Larry S. Davis is a professor of computer science and director of the Center for Automation Research (CfAR). His research focuses on object/action recognition/scene analysis, event and modeling recognition, image and video databases, tracking, human movement modeling, 3-D human motion capture, and camera networks. Davis is also affiliated with the Computer Vision Laboratory in CfAR. He served as chair of the Department of Computer Science from 1999 to 2012. He received his doctorate from the University of Maryland in 1976. He was named an IAPR Fellow, an IEEE Fellow, and ACM Fellow.
Prof. Xiaogang Wang
Associate Professor, Dept. Electrical Engineering, Chinese University of Hong Kong
Interpreting Neural Semantics in Deep Models
Deep learning has achieved great success in computer vision. Many people believe that the success is due to employing a huge number of parameters to fit big training data. In this talk, I will show that neuron responses of deep models have clear semantic interpretation, which is supported by our research on multiple fields of face recognition, object tracking, human pose estimation, and crowd video analysis. In particular, the responses of neurons in the top layers have sparseness and strong selectiveness object classes, attributes and identities. Sparseness and selectiveness are strongly correlated. Such selectiveness is naturally obtained through large scale training without adding extra regularization during the training process.
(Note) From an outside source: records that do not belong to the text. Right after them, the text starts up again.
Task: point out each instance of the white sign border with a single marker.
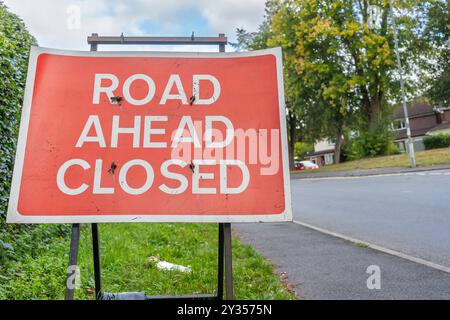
(15, 217)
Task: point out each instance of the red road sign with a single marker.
(145, 136)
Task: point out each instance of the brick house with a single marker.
(424, 120)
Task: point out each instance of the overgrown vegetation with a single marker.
(15, 241)
(435, 141)
(40, 273)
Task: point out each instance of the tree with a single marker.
(15, 42)
(436, 34)
(339, 66)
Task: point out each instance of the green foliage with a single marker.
(437, 35)
(40, 272)
(369, 144)
(435, 141)
(15, 42)
(302, 148)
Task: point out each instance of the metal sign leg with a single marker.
(73, 257)
(220, 264)
(96, 255)
(228, 261)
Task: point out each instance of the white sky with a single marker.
(55, 23)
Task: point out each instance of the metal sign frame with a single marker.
(224, 241)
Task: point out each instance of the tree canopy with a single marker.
(339, 63)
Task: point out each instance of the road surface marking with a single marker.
(377, 247)
(423, 174)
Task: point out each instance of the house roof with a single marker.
(414, 110)
(320, 153)
(401, 134)
(439, 127)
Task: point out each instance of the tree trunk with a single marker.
(338, 145)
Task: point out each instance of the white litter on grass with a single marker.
(164, 265)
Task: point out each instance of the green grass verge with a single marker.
(423, 158)
(125, 249)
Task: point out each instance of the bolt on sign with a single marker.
(152, 137)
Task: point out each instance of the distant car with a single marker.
(305, 165)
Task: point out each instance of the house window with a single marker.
(399, 124)
(329, 158)
(401, 146)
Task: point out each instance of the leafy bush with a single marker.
(369, 144)
(15, 42)
(18, 243)
(302, 148)
(435, 141)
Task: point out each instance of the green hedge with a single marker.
(435, 141)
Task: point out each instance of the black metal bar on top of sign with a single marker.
(95, 39)
(224, 241)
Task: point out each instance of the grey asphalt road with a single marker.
(320, 266)
(409, 213)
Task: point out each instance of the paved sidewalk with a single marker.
(366, 172)
(324, 267)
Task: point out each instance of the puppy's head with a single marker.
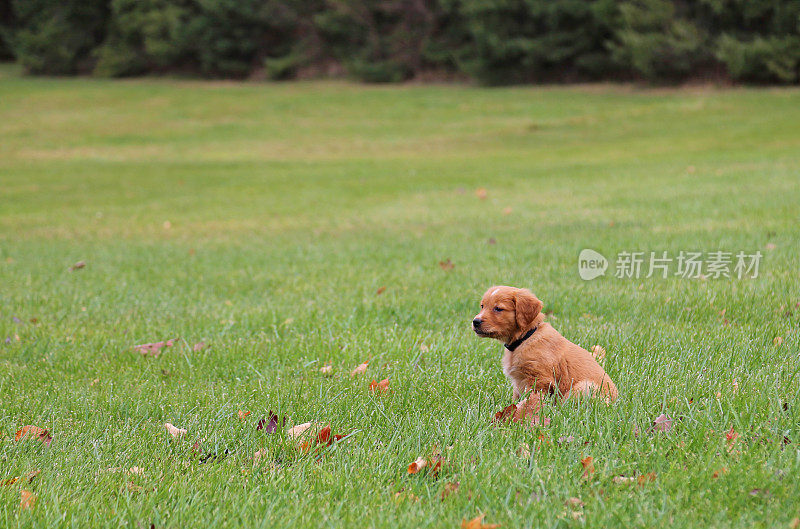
(506, 313)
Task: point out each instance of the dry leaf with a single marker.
(598, 353)
(477, 523)
(269, 425)
(359, 369)
(417, 465)
(731, 436)
(379, 387)
(574, 502)
(588, 466)
(449, 488)
(27, 499)
(153, 349)
(403, 495)
(297, 431)
(33, 432)
(646, 478)
(506, 414)
(662, 423)
(174, 431)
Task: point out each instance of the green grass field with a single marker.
(262, 219)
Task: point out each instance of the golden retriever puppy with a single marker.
(537, 358)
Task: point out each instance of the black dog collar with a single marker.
(516, 343)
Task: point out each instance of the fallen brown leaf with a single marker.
(359, 369)
(646, 478)
(153, 349)
(402, 494)
(588, 466)
(574, 502)
(731, 436)
(174, 431)
(477, 523)
(506, 414)
(269, 425)
(598, 353)
(417, 465)
(297, 431)
(27, 499)
(33, 432)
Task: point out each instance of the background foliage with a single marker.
(491, 41)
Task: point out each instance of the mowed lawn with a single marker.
(264, 220)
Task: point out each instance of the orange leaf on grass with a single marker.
(27, 499)
(477, 523)
(174, 431)
(33, 432)
(588, 466)
(153, 349)
(417, 465)
(662, 423)
(731, 435)
(598, 353)
(359, 369)
(506, 414)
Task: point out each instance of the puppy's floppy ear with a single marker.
(527, 307)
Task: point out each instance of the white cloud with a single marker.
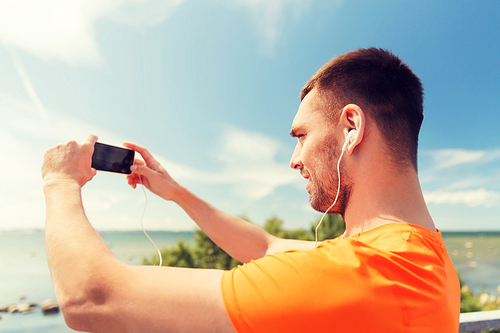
(447, 158)
(270, 16)
(65, 30)
(248, 164)
(471, 198)
(248, 167)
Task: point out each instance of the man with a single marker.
(357, 130)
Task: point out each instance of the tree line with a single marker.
(206, 254)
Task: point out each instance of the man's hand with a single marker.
(70, 161)
(151, 174)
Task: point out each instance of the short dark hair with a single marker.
(384, 87)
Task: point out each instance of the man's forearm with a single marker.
(241, 239)
(73, 247)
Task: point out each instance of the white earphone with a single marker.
(351, 134)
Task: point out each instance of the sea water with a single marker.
(24, 271)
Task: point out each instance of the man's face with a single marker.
(316, 155)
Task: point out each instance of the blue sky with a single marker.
(210, 87)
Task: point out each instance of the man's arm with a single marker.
(241, 239)
(97, 292)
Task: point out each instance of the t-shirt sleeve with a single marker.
(301, 291)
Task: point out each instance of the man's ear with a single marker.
(353, 117)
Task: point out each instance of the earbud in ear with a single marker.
(351, 134)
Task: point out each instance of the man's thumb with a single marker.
(139, 169)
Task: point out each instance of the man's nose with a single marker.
(295, 161)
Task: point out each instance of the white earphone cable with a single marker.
(334, 202)
(142, 224)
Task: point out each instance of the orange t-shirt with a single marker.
(393, 278)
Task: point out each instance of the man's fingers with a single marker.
(146, 155)
(90, 139)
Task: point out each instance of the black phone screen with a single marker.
(112, 159)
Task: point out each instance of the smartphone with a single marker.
(112, 159)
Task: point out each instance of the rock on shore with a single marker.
(47, 307)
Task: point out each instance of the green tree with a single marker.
(208, 255)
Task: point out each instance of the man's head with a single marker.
(384, 87)
(367, 83)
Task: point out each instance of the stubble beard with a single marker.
(324, 186)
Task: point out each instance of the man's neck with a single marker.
(385, 196)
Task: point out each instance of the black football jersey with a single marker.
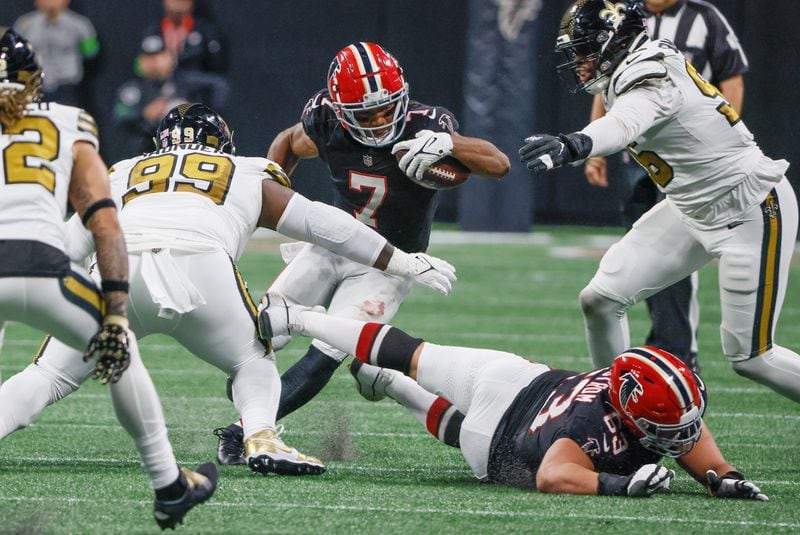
(563, 404)
(367, 180)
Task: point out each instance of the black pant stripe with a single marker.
(769, 276)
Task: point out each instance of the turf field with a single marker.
(75, 470)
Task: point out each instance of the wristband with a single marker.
(102, 203)
(398, 263)
(114, 286)
(116, 319)
(611, 485)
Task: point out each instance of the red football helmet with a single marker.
(659, 398)
(363, 77)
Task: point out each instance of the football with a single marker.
(447, 173)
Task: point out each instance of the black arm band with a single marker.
(115, 286)
(733, 474)
(102, 203)
(611, 485)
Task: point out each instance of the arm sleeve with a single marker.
(331, 228)
(632, 114)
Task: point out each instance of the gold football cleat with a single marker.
(266, 453)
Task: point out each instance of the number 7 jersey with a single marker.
(190, 198)
(36, 170)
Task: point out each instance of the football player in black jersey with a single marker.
(356, 125)
(528, 425)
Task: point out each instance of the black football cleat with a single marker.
(200, 485)
(230, 450)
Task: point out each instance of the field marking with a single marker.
(216, 503)
(332, 466)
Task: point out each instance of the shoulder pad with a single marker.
(638, 73)
(276, 173)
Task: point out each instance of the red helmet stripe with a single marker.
(672, 377)
(374, 67)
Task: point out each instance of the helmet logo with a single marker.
(630, 389)
(613, 13)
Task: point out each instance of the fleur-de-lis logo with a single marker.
(613, 12)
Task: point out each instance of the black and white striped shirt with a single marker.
(701, 32)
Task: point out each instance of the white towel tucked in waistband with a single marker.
(169, 287)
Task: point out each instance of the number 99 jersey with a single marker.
(189, 197)
(36, 169)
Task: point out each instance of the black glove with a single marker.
(110, 347)
(733, 485)
(542, 152)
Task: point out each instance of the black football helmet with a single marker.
(18, 63)
(595, 36)
(195, 123)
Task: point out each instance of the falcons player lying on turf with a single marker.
(725, 199)
(524, 424)
(355, 126)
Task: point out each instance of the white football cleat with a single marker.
(372, 381)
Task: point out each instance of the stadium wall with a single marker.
(281, 50)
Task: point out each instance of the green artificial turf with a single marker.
(76, 471)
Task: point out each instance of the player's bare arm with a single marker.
(704, 456)
(290, 146)
(733, 91)
(481, 156)
(89, 185)
(596, 167)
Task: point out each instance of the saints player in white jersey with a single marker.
(187, 211)
(50, 158)
(724, 198)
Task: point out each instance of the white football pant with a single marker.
(316, 276)
(70, 309)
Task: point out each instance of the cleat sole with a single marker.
(263, 464)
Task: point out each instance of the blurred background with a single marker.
(491, 62)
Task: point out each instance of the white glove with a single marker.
(425, 269)
(648, 479)
(732, 485)
(427, 148)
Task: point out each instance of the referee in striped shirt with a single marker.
(701, 32)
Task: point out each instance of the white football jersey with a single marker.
(688, 137)
(36, 169)
(190, 198)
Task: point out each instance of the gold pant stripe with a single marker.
(768, 279)
(83, 293)
(245, 293)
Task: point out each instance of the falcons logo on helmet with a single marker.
(592, 447)
(630, 388)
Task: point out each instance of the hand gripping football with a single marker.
(447, 173)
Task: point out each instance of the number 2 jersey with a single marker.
(190, 198)
(37, 169)
(562, 404)
(685, 134)
(368, 182)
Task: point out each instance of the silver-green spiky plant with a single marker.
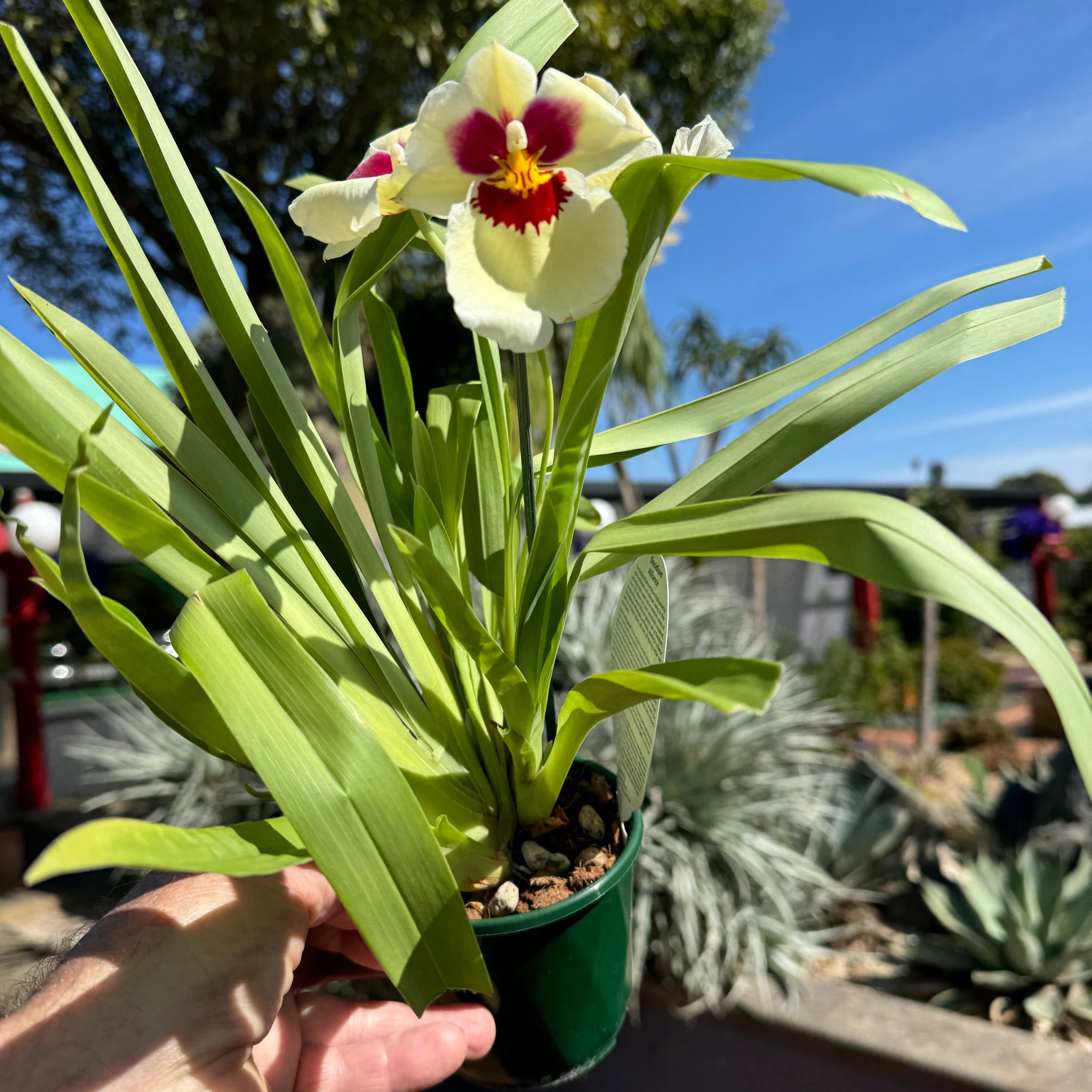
(726, 890)
(125, 746)
(398, 720)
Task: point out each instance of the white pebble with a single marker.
(540, 860)
(505, 900)
(591, 824)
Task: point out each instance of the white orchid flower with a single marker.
(704, 139)
(648, 147)
(341, 214)
(530, 243)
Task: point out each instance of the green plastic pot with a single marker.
(561, 980)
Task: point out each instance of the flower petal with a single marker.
(461, 127)
(601, 133)
(339, 213)
(501, 82)
(483, 303)
(704, 139)
(648, 147)
(587, 249)
(512, 285)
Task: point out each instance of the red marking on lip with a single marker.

By understanding neural semantics, we are inspired to develop new network architectures and training strategies and they effectively improve a broad range of applications in face recognition, face detection, compressing neural networks, object tracking, learned structured feature representation in human pose estimation, and effectively learning dynamic feature representations of different semantic units in video understanding.
Xiaogang Wang received his Bachelor degree in Electronic Engineering and Information Science from the Special Class of Gifted Young at the University of Science and Technology of China in 2001, M. Phil. degree in Information Engineering from the Chinese University of Hong Kong in 2004, and PhD degree in Computer Science from Massachusetts Institute of Technology in 2009. He is an associate professor in the Department of Electronic Engineering at the Chinese University of Hong Kong since August 2009. He received the Outstanding Young Researcher in Automatic Human Behaviour Analysis Award in 2011, Hong Kong RGC Early Career Award in 2012, and Young Researcher Award of the Chinese University of Hong Kong. He is the associate editor of the Image and Visual Computing Journal, Computer Vision and Image Understanding, IEEE Transactions on Circuit Systems and Video Technology. He was the area chair of ICCV 2011, ICCV 2015, ECCV 2014, ECCV 2016, ACCV 2014, and ACCV 2015. His research interests include computer vision, deep learning, crowd video surveillance, object detection, and face recognition.